Es wäre zudem zu überlegen, ob man nicht mit seiner zuständigen BG Kontakt aufnimmt, um proaktiv mit den dortigen Ansprechpartnern zusammenzuarbeiten. So bleibt man Herr des Prozesses und kann die Leistungen der BG einfordern, die einem als Beitragszahler zustehen. In diesen Themenkomplex gehört auch die Bestellung eines Betriebsarztes und einer Fachkraft für Arbeitssicherheit. 

 

3. Partner suchen

Wir hatten in früheren Artikeln darauf hingewiesen, dass Sie gerne jederzeit ihre ohnehin schon bestehenden Partner bei Krankenkassen und BGs ansprechen können. Es gibt viele Angebote, und was in Ihrer spezifischen Region möglich ist, klärt gerne Ihr Krankenkassenberater für Sie. 

 

Auch die BGs haben Kurse, die für Ihr Unternehmen kostenfrei sind. Lassen Sie sich den Kurslink von Ihrem Betreuer geben und nutzen Sie die Angebote! Klären Sie mit Ihrem Steuerbüro sodann, wie Sie an die Förderung von 600 Euro pro Mitarbeitende und Jahr kommen. 

 

4. Interne Struktur aufbauen

Sie suchen sich intern Partner im eigenen Golfclub, die Sie unbedingt brauchen, damit das Projekt ein Erfolg wird. Halten Sie das Gremium klein und bestücken es nur mit Entscheidern. 

 

Richten Sie für Abstimmungen und für die Kommunikation zu den Mitarbeitenden Regeltermine ein. Es müssen nicht viele sein, aber sie sollten unbedingt zuverlässig eingehalten werden (z.B. 4 x p.a.). Und ganz wichtig: Holen Sie Ihr Team mit ins Boot. Vielleicht hat der eine oder die andere schon seit Jahren mit dem Thema geliebäugelt und sich informiert. Perfekt für die Multiplikation im Team! 

 

5. Erste Maßnahmen

Nun haben Sie eine Struktur und aus Ihren Gesprächen mit den Partnern eine erste Idee, was Sie zum Besten Ihres Teams an betrieblichen Gesundheits-Fördermaßnahmen einführen könnten. Mein Tip: lieber wenig, aber nachhaltig.
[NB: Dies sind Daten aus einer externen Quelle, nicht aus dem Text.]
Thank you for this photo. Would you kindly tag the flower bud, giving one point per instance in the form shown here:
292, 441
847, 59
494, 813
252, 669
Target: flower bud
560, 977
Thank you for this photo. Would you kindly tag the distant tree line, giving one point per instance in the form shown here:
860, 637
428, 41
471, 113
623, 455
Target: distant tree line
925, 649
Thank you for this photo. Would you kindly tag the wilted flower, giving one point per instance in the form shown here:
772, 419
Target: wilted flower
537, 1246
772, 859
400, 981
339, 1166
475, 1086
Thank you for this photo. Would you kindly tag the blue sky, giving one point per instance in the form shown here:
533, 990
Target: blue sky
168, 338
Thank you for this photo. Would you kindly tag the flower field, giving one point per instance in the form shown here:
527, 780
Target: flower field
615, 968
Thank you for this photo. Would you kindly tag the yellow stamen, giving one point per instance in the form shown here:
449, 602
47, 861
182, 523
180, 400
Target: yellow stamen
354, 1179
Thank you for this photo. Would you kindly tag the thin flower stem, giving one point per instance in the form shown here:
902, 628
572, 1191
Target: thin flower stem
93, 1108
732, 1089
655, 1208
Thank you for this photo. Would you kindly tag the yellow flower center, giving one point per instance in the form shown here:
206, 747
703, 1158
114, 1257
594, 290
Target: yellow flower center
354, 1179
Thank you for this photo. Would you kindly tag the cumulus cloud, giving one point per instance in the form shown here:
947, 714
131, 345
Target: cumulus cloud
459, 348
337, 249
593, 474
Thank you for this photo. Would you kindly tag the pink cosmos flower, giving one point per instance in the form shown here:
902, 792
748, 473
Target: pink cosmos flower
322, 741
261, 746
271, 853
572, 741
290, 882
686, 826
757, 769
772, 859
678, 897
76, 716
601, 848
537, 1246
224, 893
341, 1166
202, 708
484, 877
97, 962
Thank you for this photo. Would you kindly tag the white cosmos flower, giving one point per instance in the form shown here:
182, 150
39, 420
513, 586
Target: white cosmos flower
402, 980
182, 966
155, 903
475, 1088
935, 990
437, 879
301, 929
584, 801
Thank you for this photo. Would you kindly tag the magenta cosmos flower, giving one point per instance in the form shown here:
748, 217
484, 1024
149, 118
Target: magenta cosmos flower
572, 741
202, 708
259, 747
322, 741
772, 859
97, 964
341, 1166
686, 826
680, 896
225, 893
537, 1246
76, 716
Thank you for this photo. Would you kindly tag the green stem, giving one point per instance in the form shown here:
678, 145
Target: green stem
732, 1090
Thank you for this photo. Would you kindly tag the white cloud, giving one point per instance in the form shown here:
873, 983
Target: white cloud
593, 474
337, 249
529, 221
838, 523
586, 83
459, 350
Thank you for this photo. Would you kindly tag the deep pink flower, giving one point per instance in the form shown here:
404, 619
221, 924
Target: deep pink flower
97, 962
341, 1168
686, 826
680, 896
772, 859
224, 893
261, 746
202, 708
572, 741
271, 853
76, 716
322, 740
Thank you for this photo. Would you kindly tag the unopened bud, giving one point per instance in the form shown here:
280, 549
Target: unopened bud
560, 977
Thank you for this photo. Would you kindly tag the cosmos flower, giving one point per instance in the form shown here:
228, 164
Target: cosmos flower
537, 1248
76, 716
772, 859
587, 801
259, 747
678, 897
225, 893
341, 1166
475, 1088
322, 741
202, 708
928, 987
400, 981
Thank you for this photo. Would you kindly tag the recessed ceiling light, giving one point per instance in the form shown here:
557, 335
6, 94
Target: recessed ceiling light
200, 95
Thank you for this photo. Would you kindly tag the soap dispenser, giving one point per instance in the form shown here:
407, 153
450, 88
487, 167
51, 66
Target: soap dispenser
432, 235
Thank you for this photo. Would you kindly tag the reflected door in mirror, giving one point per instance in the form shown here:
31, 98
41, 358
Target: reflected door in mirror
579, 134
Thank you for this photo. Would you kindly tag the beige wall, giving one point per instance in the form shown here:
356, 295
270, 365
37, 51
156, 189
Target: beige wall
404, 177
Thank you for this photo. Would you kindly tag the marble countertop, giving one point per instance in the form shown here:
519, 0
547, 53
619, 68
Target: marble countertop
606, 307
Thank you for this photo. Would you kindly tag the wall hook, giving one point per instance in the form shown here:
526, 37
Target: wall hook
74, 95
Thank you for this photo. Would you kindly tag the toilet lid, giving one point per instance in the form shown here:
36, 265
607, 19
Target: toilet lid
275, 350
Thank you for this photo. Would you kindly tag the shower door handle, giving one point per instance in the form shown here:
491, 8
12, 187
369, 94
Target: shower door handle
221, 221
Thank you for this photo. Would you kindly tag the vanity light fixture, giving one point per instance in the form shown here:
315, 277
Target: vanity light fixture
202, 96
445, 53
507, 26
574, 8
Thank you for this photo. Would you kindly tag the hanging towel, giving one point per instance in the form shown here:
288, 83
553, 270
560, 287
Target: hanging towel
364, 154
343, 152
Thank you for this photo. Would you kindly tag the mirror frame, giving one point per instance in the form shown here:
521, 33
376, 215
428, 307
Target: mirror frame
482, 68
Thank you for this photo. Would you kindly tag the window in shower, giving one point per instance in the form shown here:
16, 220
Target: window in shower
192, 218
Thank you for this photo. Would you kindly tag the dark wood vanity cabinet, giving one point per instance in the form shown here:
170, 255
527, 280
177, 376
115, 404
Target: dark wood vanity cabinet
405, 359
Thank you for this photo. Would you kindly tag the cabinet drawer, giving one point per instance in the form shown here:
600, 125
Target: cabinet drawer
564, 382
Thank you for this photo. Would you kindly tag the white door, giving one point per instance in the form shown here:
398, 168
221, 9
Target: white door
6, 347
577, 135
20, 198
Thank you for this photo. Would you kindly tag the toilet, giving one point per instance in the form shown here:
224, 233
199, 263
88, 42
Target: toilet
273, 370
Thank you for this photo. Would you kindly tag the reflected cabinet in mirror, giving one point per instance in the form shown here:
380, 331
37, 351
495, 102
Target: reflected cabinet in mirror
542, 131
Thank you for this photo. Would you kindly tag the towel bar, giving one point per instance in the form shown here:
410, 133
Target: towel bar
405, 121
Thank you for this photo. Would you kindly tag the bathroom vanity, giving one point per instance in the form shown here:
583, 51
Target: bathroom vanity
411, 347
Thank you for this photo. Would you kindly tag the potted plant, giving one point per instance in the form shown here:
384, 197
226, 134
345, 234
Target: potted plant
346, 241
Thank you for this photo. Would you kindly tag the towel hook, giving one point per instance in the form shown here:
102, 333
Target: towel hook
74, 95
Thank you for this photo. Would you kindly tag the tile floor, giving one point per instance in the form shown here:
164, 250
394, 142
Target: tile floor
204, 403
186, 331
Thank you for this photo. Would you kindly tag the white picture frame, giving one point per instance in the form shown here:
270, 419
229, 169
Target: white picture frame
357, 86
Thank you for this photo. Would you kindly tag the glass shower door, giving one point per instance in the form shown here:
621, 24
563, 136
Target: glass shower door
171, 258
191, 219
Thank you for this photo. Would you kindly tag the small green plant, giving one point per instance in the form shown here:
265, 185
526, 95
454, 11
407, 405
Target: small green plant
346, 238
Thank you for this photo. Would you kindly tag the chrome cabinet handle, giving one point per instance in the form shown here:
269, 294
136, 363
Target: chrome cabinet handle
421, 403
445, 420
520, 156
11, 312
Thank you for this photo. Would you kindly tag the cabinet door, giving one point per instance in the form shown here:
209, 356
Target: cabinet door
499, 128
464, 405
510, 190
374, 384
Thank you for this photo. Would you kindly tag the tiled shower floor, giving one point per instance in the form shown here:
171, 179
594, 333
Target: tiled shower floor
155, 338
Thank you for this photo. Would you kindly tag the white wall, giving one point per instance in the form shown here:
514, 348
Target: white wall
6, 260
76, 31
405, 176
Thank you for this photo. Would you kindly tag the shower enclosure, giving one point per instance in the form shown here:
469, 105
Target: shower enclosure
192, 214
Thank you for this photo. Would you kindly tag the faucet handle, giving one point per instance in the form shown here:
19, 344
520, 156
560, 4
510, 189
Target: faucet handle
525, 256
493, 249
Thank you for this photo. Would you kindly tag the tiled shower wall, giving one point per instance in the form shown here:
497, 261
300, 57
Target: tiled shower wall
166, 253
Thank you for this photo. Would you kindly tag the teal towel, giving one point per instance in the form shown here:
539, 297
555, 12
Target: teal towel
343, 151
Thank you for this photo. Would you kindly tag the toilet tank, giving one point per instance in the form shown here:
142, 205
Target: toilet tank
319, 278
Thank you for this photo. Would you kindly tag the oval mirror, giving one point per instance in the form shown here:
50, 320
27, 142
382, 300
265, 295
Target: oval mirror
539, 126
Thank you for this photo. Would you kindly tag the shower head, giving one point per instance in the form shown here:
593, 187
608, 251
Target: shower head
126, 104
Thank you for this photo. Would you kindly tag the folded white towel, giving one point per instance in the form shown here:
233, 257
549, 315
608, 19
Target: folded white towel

Wichtig ist, dass Sie vorab den Prozess sicher im Griff haben, um nicht nachjustieren zu müssen. Lassen Sie das erste Jahr laufen, schauen Sie, wie das Team die Maßnahmen aufnimmt, und ob sich Verbesserungen einstellen. Bitten Sie am Ende des Jahres alle Beteiligten zum Gespräch. Im BGM ist es wichtig, immer wieder die Wirksamkeit der Maßnahmen zu evaluieren und wenn notwendig, auch anzupassen.